Pasangan kita memiliki bahasa cinta "pelayanan", dia selalu membantu meringankan beban tanggungjawab kita misalnya dengan memasakkan makanan. Padahal bagi kita itu hal yang tidak terlalu penting, di hati mungkin kita berkata "Ih, ngapain segitunya sih". Di sisi lain kita berharap dia memberikan "pujian" terhadap baju yang kita pilih untuk berkencan seperti yang biasa kita lakukan padanya. Tapi kita tidak pernah mendapatkannya.
Akhirnya kita dan pasangan sama-sama mengklaim masing-masing sebagai orang yang tidak perhatian, tidak pengertian, egois, ingin menang sendiri. Lihat, kan? Bahasa cinta menjadi akar pertengkarannya.
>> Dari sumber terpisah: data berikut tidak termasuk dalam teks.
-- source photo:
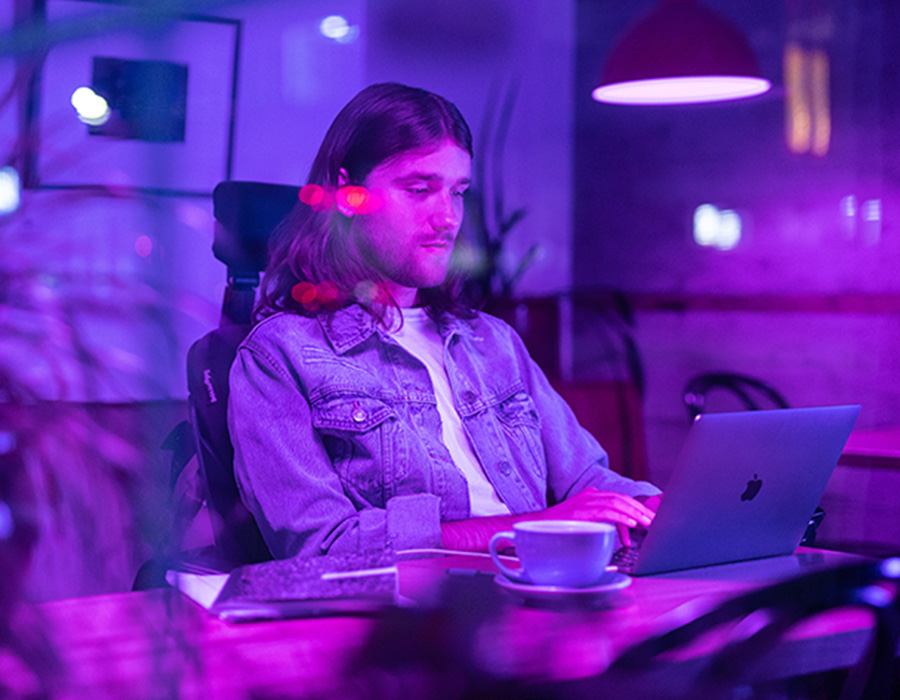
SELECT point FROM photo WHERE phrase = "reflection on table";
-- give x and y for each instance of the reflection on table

Kita tidak akan pernah nyambung meski terus berkomunikasi kalau bahasa kita berbeda dan kalau tidak tahu bahasa kita berbeda.
Padahal beda bahasa cinta itu wajar sekali, lho, Bela! Kalau kita sama-sama tahu dan sadar bahwa bahasa cinta kita berbeda, kita akan lebih mudah menjalin komunikasi. Kita akan lebih menghargai usaha pasangan untuk mencintai dan tidak cepat kecewa saat usaha kita mencintai belum dihargai.